Indian Agent John. D. Miles, the same man that originally reported the Hennessey massacre, would the following day, July 5th, discover the Baker Ranch had been attacked and abandoned. The Baker Ranch, established by J. W. Baker in 1872, was another Chisholm Trail watering hole just south of the Hennessey incident. Baker made his money from any place it presented itself. His ranch was a trading post for cattle drovers, a rest stop for stage coaches, a hangout for horse thieves that stole Indian ponies, and a place where outlaws were known to congregate. Miles asked for U.S. Cavalry to guard this section of the trail. In 1890, Baker City was laid out on the site of the Baker Ranch, but it has become one of Oklahoma’s many ghost towns.
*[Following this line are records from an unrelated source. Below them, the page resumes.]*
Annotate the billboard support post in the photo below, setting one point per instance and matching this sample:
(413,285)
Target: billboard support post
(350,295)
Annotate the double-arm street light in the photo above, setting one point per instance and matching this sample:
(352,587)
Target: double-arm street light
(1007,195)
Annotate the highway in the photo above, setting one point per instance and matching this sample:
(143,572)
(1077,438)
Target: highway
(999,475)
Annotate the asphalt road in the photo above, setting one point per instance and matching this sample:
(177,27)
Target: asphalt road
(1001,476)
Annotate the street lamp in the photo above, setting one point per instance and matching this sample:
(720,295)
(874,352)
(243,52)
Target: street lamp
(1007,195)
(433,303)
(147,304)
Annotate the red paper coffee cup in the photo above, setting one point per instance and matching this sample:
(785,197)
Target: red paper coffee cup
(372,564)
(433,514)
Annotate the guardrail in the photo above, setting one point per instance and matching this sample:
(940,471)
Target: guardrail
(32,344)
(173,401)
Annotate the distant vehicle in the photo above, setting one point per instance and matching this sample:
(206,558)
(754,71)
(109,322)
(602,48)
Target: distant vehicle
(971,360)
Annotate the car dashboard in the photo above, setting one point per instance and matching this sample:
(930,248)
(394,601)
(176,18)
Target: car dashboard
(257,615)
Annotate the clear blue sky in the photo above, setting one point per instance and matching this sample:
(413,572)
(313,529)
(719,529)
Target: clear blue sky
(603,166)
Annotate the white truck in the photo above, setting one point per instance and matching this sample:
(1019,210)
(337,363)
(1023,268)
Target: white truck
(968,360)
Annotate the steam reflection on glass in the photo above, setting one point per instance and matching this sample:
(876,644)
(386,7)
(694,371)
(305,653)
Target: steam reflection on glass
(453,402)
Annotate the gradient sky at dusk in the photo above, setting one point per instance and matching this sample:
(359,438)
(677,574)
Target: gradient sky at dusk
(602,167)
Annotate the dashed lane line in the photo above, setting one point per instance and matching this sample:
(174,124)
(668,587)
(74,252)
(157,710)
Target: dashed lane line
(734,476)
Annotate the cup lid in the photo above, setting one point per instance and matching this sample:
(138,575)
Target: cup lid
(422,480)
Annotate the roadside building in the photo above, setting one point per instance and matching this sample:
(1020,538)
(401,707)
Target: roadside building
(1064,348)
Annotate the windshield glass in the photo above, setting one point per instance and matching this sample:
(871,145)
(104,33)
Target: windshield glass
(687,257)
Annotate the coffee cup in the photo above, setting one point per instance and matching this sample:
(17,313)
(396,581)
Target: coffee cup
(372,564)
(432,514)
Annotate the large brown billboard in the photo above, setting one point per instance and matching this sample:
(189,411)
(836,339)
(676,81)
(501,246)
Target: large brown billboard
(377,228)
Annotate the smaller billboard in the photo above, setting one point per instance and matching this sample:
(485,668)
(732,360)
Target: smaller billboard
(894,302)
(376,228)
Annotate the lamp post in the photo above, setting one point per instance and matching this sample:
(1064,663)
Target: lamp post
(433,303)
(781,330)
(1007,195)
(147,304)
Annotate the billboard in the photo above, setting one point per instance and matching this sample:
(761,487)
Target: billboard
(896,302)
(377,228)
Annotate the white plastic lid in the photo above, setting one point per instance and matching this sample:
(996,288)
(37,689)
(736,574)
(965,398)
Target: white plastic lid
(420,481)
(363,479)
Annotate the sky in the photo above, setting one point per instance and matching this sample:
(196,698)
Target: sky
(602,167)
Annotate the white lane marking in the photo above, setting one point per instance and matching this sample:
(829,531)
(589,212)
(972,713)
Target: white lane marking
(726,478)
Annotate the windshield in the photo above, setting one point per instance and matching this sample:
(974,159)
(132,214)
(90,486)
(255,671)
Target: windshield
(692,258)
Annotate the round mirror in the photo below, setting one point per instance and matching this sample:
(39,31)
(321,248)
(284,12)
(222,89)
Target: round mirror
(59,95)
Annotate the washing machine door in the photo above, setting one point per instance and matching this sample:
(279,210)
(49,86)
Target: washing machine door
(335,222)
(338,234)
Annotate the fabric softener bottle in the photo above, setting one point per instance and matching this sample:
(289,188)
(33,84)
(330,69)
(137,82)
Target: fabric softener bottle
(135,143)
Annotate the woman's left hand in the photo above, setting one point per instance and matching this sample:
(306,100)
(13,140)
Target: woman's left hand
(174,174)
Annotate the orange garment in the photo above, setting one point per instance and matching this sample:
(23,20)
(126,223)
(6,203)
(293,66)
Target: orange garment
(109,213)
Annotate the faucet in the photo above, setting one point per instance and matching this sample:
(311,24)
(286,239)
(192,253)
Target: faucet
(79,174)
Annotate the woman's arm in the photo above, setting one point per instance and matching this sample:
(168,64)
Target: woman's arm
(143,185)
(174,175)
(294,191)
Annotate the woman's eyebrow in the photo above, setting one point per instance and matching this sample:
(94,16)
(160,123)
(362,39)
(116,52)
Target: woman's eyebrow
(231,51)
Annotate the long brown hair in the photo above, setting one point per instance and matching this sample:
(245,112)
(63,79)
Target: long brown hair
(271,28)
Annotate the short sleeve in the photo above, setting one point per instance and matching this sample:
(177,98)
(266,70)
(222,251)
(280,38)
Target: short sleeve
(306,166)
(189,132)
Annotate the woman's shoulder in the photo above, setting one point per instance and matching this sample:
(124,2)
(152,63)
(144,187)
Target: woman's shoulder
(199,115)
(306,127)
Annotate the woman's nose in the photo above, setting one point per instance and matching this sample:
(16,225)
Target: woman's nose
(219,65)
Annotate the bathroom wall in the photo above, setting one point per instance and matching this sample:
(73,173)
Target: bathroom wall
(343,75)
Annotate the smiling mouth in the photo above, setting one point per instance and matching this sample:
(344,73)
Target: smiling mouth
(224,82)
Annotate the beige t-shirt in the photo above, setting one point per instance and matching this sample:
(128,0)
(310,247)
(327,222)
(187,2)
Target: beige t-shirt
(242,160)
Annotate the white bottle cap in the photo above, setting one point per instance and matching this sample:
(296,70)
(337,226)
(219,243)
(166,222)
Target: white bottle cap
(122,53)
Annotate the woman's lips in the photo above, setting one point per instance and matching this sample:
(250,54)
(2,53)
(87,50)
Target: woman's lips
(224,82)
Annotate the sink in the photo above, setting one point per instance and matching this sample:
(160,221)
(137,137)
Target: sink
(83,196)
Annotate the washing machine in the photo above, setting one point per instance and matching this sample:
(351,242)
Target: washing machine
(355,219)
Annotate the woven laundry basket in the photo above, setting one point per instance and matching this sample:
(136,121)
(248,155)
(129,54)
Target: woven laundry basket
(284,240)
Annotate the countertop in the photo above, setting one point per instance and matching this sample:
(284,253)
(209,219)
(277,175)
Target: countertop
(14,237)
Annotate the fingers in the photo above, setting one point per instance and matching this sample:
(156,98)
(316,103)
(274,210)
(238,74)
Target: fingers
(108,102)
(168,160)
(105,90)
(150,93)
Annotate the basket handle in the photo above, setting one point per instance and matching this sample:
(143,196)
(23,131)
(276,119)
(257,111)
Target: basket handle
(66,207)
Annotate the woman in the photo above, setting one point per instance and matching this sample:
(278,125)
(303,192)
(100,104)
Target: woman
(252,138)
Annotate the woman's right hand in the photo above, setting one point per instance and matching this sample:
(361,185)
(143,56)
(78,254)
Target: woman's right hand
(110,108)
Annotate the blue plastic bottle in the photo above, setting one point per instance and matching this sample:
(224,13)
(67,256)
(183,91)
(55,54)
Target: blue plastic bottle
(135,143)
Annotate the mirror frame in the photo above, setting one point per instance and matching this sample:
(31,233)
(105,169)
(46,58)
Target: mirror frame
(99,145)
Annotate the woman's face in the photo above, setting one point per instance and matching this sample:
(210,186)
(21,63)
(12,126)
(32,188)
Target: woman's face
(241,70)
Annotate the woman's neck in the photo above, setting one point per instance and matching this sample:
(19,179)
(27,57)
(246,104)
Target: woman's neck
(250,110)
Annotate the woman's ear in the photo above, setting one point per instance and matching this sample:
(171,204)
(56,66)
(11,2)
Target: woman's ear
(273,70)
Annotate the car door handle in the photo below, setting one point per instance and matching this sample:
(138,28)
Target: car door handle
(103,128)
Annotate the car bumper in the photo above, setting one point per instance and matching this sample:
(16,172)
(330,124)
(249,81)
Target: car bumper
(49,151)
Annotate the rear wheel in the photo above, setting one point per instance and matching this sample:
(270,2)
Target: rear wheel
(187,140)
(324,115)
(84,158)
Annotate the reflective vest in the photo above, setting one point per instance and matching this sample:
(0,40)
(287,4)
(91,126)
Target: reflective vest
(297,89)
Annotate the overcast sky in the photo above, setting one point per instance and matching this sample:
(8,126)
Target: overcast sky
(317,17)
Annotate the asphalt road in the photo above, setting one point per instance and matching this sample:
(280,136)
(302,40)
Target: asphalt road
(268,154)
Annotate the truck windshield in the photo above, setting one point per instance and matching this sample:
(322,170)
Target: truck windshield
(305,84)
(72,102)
The town of Dover grew out of the Red Fork Ranch, also called Red Fork Station, another trail or “whiskey” ranch along the Cimarron Trail. It was on the north side of where the trail crossed the Cimarron River, which was then known as the Red Fork of the Arkansas River. The ranch served as a supply depot or trading post, a horse-changing station for the stagecoach line, the post office when it became a town, and where cavalry troops from Fort Sill were stationed following the Hennessey massacre.

I had to chuckle when I read several accounts of an accident that occurred at Dover in September, 1906. I wasn’t amused by the tragedy, obviously, but by how much news reporting, not unlike weather forecasting, has, or has not, changed in the last century. The accident involved the collapse of the Rock Island Railroad bridge over the Cimarron, which sent a train into the flood-swollen river. Reading the various reports of the incident showed that as many as 100 people were killed, or perhaps as few as 4 actually, but then only one was known to have perished, Hank Littlefield, a circus employee who drowned, while Kate Sells’ 3-yr. old child was in poor condition.

We would soon have to turn west from Rt. 81, just north of Kingfisher, to find Lake Elmer, so we stopped at a town park on the north side of Dover to have lunch. We found some information there on Red Fork Station, and also enjoyed two very beautiful trees that had been planted there surely decades before.